The Philadelphia region claims the second-largest population of Ukrainian Americans in the country. It began blooming in the late 1800s, when work was plentiful at the city’s docks and in its ironworks, sugar refineries, and locomotive factories. Pockets of immigrants settled in modern-day Point Breeze and North Philadelphia, clustering in parishes and social clubs.

Larger waves arrived in the first half of the 20th century, especially after World War II, when the Displaced Persons Act of 1948 saw tens of thousands of Ukrainian immigrants arrive in the U.S. And an additional 20,000 or so have arrived in the area since 1991. Philadelphia is still home to many — more than 13,000 people identified as Ukrainian Americans in the latest American Community Survey — but Bucks and Montgomery Counties each claim more than 10,000, as well.

“We now have a very diverse community, third, fourth, fifth generations who are bound by the culture that remains from those original pioneers,” Luciw says.

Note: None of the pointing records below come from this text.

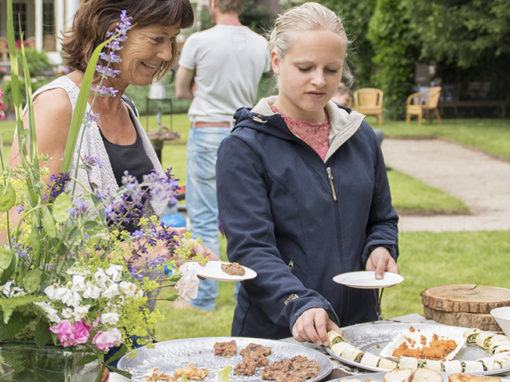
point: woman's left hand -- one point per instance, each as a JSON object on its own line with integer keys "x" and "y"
{"x": 380, "y": 261}
{"x": 313, "y": 325}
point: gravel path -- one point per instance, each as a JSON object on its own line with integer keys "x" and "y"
{"x": 480, "y": 180}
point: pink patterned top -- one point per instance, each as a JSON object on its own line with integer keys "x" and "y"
{"x": 315, "y": 135}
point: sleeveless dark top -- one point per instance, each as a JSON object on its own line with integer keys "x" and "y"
{"x": 131, "y": 158}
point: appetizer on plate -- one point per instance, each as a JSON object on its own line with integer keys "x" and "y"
{"x": 342, "y": 348}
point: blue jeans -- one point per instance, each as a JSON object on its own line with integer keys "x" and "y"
{"x": 201, "y": 200}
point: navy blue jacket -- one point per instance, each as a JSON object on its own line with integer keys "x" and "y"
{"x": 298, "y": 221}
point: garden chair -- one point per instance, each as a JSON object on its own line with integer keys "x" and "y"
{"x": 425, "y": 100}
{"x": 49, "y": 43}
{"x": 369, "y": 101}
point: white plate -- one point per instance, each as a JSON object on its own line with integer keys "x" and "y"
{"x": 212, "y": 270}
{"x": 416, "y": 335}
{"x": 380, "y": 377}
{"x": 366, "y": 280}
{"x": 169, "y": 355}
{"x": 373, "y": 337}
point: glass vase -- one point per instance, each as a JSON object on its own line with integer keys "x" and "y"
{"x": 25, "y": 362}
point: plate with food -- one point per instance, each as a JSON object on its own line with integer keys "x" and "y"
{"x": 225, "y": 271}
{"x": 438, "y": 344}
{"x": 365, "y": 346}
{"x": 200, "y": 359}
{"x": 419, "y": 375}
{"x": 367, "y": 280}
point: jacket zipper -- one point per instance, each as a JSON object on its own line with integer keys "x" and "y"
{"x": 331, "y": 184}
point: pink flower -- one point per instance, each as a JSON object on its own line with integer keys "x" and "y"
{"x": 71, "y": 334}
{"x": 81, "y": 332}
{"x": 105, "y": 340}
{"x": 64, "y": 331}
{"x": 2, "y": 105}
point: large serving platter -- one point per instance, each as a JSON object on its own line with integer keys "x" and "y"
{"x": 170, "y": 355}
{"x": 374, "y": 337}
{"x": 380, "y": 377}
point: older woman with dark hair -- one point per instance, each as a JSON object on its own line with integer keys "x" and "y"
{"x": 115, "y": 136}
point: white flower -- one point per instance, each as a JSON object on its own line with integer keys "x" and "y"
{"x": 187, "y": 286}
{"x": 55, "y": 292}
{"x": 12, "y": 291}
{"x": 112, "y": 291}
{"x": 100, "y": 278}
{"x": 115, "y": 272}
{"x": 71, "y": 298}
{"x": 7, "y": 288}
{"x": 51, "y": 313}
{"x": 110, "y": 318}
{"x": 78, "y": 271}
{"x": 128, "y": 289}
{"x": 80, "y": 312}
{"x": 67, "y": 313}
{"x": 91, "y": 291}
{"x": 78, "y": 283}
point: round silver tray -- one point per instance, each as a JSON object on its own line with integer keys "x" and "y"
{"x": 170, "y": 355}
{"x": 380, "y": 377}
{"x": 374, "y": 337}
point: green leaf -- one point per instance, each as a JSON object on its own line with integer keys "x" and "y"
{"x": 42, "y": 334}
{"x": 9, "y": 305}
{"x": 92, "y": 225}
{"x": 223, "y": 375}
{"x": 6, "y": 257}
{"x": 7, "y": 198}
{"x": 86, "y": 358}
{"x": 35, "y": 243}
{"x": 32, "y": 280}
{"x": 61, "y": 205}
{"x": 48, "y": 222}
{"x": 81, "y": 104}
{"x": 6, "y": 274}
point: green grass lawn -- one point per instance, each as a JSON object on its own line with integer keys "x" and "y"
{"x": 426, "y": 259}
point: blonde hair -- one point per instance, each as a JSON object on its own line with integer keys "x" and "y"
{"x": 306, "y": 17}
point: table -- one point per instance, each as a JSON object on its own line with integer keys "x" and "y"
{"x": 501, "y": 105}
{"x": 159, "y": 137}
{"x": 339, "y": 369}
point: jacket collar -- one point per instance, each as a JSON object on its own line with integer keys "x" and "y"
{"x": 343, "y": 124}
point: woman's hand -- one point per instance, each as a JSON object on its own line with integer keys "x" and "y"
{"x": 313, "y": 325}
{"x": 200, "y": 249}
{"x": 380, "y": 261}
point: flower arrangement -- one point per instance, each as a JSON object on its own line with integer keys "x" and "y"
{"x": 80, "y": 270}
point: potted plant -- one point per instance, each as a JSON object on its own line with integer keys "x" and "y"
{"x": 73, "y": 281}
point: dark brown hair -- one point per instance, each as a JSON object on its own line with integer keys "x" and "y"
{"x": 95, "y": 18}
{"x": 227, "y": 6}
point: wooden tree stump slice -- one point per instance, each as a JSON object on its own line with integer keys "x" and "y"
{"x": 468, "y": 320}
{"x": 468, "y": 298}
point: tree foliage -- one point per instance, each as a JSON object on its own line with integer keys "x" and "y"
{"x": 396, "y": 53}
{"x": 355, "y": 16}
{"x": 460, "y": 32}
{"x": 257, "y": 17}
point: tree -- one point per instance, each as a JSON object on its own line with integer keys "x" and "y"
{"x": 257, "y": 17}
{"x": 355, "y": 16}
{"x": 460, "y": 32}
{"x": 396, "y": 53}
{"x": 470, "y": 40}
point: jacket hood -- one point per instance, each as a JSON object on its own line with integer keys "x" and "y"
{"x": 343, "y": 122}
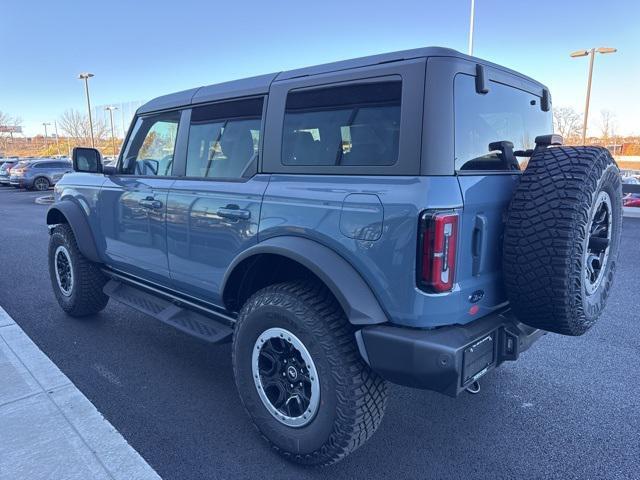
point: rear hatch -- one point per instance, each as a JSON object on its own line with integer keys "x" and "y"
{"x": 489, "y": 128}
{"x": 479, "y": 268}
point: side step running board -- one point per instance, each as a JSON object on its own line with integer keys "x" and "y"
{"x": 188, "y": 321}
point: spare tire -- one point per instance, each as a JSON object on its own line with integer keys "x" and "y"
{"x": 562, "y": 237}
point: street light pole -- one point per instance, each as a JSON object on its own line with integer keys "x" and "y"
{"x": 45, "y": 125}
{"x": 471, "y": 27}
{"x": 113, "y": 136}
{"x": 86, "y": 77}
{"x": 591, "y": 53}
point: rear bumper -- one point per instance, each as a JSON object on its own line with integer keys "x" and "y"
{"x": 445, "y": 359}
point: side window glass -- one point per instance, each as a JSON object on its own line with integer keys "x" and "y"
{"x": 151, "y": 146}
{"x": 357, "y": 125}
{"x": 224, "y": 139}
{"x": 503, "y": 114}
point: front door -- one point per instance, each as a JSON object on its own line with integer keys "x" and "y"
{"x": 214, "y": 209}
{"x": 133, "y": 203}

He adds that festivals like the one in Horsham help maintain the strength of the community’s heritage, as do institutions like the educational center; the Ukrainian Heritage Studies Center at Jenkintown’s Manor College, home to a folk-art collection and workshops on beadweaving and embroidery; and Tryzub, which was founded more than 70 years ago and is home to six-time American Soccer League champions the Philadelphia Ukrainian Nationals.

Besides checking out the sports center’s shady grounds (43 acres’ worth), visitors can fill up on Ukrainian shashlik kebabs and baked goods like honey cake, and wash them down with draft pours of Obolon, a Ukrainian lager. They’ll be able to shop for Ukrainian- and Ukrainian American-made items like hand-embroidered clothes, wood carvings, and jewelry. But music and dance — including a performance by the Voloshky ensemble — anchor the festivities.

“At many times, Ukrainian language and literature weren’t permitted [in Ukraine], and so dance and music became a way for us to maintain our identity,” Lewyckyj says. “Dance makes our culture accessible for everyone, giving us a window to demonstrate who we are.”